For more detail, see the reference on the configuration file.
Note
This option won't appear if Sourcery combines two or more rules into a refactoring. It only shows up when a single rule is matched.
Conclusion¶
If you've followed along so far, your __main__.py
file should look like this:
import random
from .playlist import Playlist
from .tracks import fetch_tracks
def create_playlist(starting_tracks=None):
# sourcery skip: simplify-len-comparison
if starting_tracks is None:
starting_tracks = []
tracks_all = list(fetch_tracks())
tracks_for_playlist = starting_tracks
duration_seconds_remaining = 1800
while duration_seconds_remaining > 0:
tracks_which_fit = [
track
for track in tracks_all
if track.duration_seconds < duration_seconds_remaining
]
if len(tracks_which_fit) == 0:
break
track_selected = random.choice(tracks_which_fit)
if track_selected in tracks_for_playlist:
continue
duration_seconds_remaining = duration_seconds_remaining - track_selected.duration_seconds
tracks_for_playlist.append(track_selected)
return Playlist(tracks_for_playlist)
if __name__ == "__main__":
playlist = create_playlist()
print(playlist)
There's still work to do (see below), but using Sourcery you have been able to:
- Identify and fix a common mistake involving mutable default arguments
- Simplify a for loop using comprehensions
- Avoid a confusing assignment to a built-in variable
- Skip two refactorings that you dislike
Next Steps
If you normally use VSCode for coding, you're all set. We're improving Sourcery all the time, so watch out for updates to the plugin to get the latest features and refactorings.
If you normally code in some other environment, check out our installation instructions for other platforms.
If you like what you've seen so far and want to take the next steps, check out our tutorial for writing custom rules.
You may also want to browse our reference for configuring Sourcery.
If you've got questions about the plugin, have a look at our FAQs.
Finally, if you have any feedback on this tutorial or on Sourcery, feel free to raise an issue on GitHub or just reach out by email.
Taking Refactoring Further
Here at Sourcery, we love refactoring, and I couldn't leave this code alone without trying to refactor it further.
This is as far as I could get "simplifying" the code in __main__.py
to achieve the same result:
import random
import typing
from itertools import accumulate, takewhile
from more_itertools import last
from sourcery_tutorial_introduction.playlist import Playlist
from sourcery_tutorial_introduction.tracks import Track, MAGIC_TRACKS
T = typing.TypeVar("T")
def shuffle(items: typing.Sequence[T]) -> typing.Sequence[T]:
return random.sample(items, len(items))
def create_playlist(
tracks: typing.Sequence[Track],
condition: typing.Callable[[Playlist], bool],
) -> Playlist:
"""Create the largest Playlist from `tracks` (in order) that satisfies `condition`."""
return last(
takewhile(
condition,
accumulate(
tracks,
Playlist.with_track,
initial=Playlist.empty(),
),
)
)
if __name__ == "__main__":
tracks = shuffle(list(MAGIC_TRACKS))
condition = lambda playlist: playlist.duration_seconds < 1800
result = create_playlist(tracks, condition)

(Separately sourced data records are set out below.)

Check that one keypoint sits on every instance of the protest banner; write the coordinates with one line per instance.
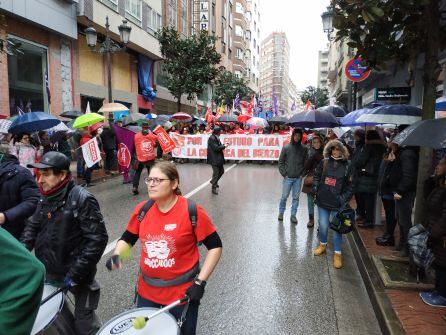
(91, 153)
(240, 147)
(165, 141)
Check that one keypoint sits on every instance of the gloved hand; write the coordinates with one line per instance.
(69, 282)
(113, 263)
(195, 292)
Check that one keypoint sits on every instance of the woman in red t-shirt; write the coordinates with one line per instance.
(169, 247)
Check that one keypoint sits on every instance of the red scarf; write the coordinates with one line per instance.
(56, 189)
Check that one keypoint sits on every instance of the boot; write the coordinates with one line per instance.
(320, 249)
(337, 260)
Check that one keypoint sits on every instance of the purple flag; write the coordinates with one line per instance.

print(result.duration_seconds)
There are a couple of principles at work here:
- dependency injection - don't hard-code values (including conditions) and don't fetch data that could be passed in
- abstraction - calculations belong on the dataclass in question
- declarative programming - avoiding imperative loops and mutations can make code easier to debug
This kind of refactoring exercise is how we figure out how Sourcery should work! If you have suggestions for refactorings, do reach out, we love to hear them.